I tried to do in python but I only always get uniform distribution (or flats out in the middle). I am not able to understand what am I missing.
Program:
from SDSP import create_bernoulli_population, get_frequency_df
from random import shuffle, choices
from bi_to_nor_demo import get_metrics, bare_minimal_plot
import matplotlib.pyplot as plt
N = 10000 # 10000 balls
p = 0.6 # probability of yellow ball is 0.6, and others (1-0.6)=>0.4
n_pickups = 1000 # sample size
n_experiments = 100 # I dont know what this is called
# generate population
population = create_bernoulli_population(N,p)

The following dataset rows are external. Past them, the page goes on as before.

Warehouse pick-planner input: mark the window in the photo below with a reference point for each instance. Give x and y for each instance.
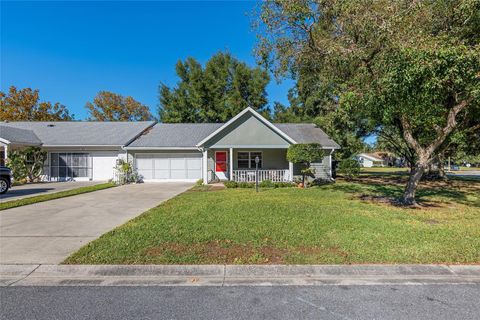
(246, 160)
(69, 165)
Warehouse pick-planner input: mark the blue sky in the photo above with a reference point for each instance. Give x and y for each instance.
(72, 50)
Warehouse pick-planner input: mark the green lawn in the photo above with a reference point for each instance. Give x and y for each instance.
(384, 170)
(321, 225)
(50, 196)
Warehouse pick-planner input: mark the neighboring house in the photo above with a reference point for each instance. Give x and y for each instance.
(173, 152)
(369, 160)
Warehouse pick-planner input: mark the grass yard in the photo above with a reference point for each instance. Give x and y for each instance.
(50, 196)
(340, 223)
(377, 170)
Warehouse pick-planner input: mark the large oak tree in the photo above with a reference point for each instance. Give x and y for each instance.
(109, 106)
(411, 65)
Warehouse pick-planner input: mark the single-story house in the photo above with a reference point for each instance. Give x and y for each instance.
(83, 150)
(369, 160)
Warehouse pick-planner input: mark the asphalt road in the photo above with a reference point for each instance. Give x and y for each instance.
(321, 302)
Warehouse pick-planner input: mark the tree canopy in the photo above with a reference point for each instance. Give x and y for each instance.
(109, 106)
(413, 66)
(25, 105)
(214, 93)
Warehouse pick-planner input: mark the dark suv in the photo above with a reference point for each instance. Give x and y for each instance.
(5, 179)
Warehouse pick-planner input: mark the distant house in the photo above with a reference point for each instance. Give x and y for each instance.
(369, 160)
(82, 150)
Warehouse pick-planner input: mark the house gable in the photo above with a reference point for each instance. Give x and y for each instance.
(247, 131)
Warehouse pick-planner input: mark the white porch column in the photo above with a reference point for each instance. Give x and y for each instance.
(330, 159)
(231, 164)
(5, 154)
(205, 166)
(290, 171)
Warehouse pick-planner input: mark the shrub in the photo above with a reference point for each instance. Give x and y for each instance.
(246, 184)
(284, 184)
(349, 168)
(126, 172)
(230, 184)
(305, 154)
(27, 164)
(266, 184)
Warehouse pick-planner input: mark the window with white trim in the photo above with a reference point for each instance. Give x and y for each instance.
(70, 165)
(246, 159)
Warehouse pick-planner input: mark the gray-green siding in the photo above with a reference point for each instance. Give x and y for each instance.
(245, 132)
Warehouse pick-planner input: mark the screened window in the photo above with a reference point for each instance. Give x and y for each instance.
(246, 160)
(70, 165)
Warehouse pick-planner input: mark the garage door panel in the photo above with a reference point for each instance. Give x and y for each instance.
(194, 164)
(177, 163)
(178, 174)
(194, 174)
(162, 174)
(144, 163)
(173, 166)
(162, 164)
(146, 174)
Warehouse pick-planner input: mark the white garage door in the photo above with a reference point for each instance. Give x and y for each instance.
(169, 166)
(103, 165)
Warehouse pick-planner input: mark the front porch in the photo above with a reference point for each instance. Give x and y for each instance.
(239, 165)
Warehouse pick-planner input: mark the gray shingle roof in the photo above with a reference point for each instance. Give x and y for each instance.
(180, 135)
(83, 133)
(187, 135)
(19, 136)
(307, 133)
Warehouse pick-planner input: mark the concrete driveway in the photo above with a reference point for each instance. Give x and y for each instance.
(37, 189)
(48, 232)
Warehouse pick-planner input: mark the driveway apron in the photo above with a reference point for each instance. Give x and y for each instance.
(48, 232)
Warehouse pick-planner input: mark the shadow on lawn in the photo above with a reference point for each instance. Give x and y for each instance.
(429, 193)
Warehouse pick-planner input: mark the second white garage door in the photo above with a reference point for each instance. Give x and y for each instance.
(169, 166)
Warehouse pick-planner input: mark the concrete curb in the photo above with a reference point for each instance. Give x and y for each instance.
(235, 275)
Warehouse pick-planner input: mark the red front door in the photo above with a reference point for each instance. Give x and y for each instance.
(221, 161)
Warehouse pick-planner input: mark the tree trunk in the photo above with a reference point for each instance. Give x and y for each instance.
(415, 177)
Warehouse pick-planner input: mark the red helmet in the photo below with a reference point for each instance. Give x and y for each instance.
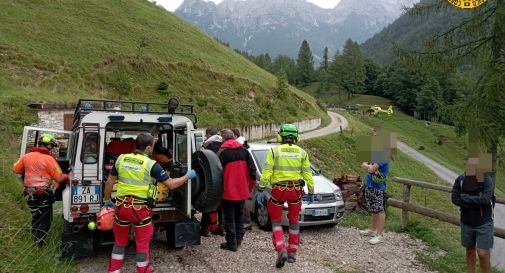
(105, 218)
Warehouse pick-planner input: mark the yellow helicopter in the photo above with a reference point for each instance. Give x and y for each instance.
(376, 110)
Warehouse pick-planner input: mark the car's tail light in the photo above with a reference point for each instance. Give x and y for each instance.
(84, 208)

theor_df = get_frequency_df(population)
theor_df
# choose sample, take mean and add to X_mean_list. Do this for n_experiments times
X_hat = []
X_mean_list = []
for each_experiment in range(n_experiments):
X_hat = choices(population, k=n_pickups) # this method is with replacement
shuffle(population)
X_mean = sum(X_hat)/len(X_hat)
X_mean_list.append(X_mean)
# plot X_mean_list as bar graph
stats_df = get_frequency_df(X_mean_list)
fig, ax = plt.subplots(1,1, figsize=(5,5))
X = stats_df['x'].tolist()
P = stats_df['p(x)'].tolist()
ax.bar(X, P, color="C0")
plt.show()
Dependent functions:
bi_to_nor_demo
SDSP
Output:
Update:
I even tried uniform distribution as below but getting similar output. Not converging to normal :(. (using below function in place of create_bernoulli_population)
def create_uniform_population(N, Y=[]):
"""
Given the total size of population N,
this function generates list of those outcomes uniformly distributed
population list
N - Population size, eg N=10000
p - probability of interested outcome
Returns the outcomes spread out in population as a list
"""
uniform_p = 1/len(Y)
print(uniform_p)
total_pops = []
for i in range(0,len(Y)):
each_o = [i]*(int(uniform_p*N))
total_pops += each_o
shuffle(total_pops)
return total_pops
can you please share your matplotlib settings? I think you have the plot truncated, you are correct in that the sample distribution of the sample proportion on a bernoulli should be normally distributed around the population expected value ...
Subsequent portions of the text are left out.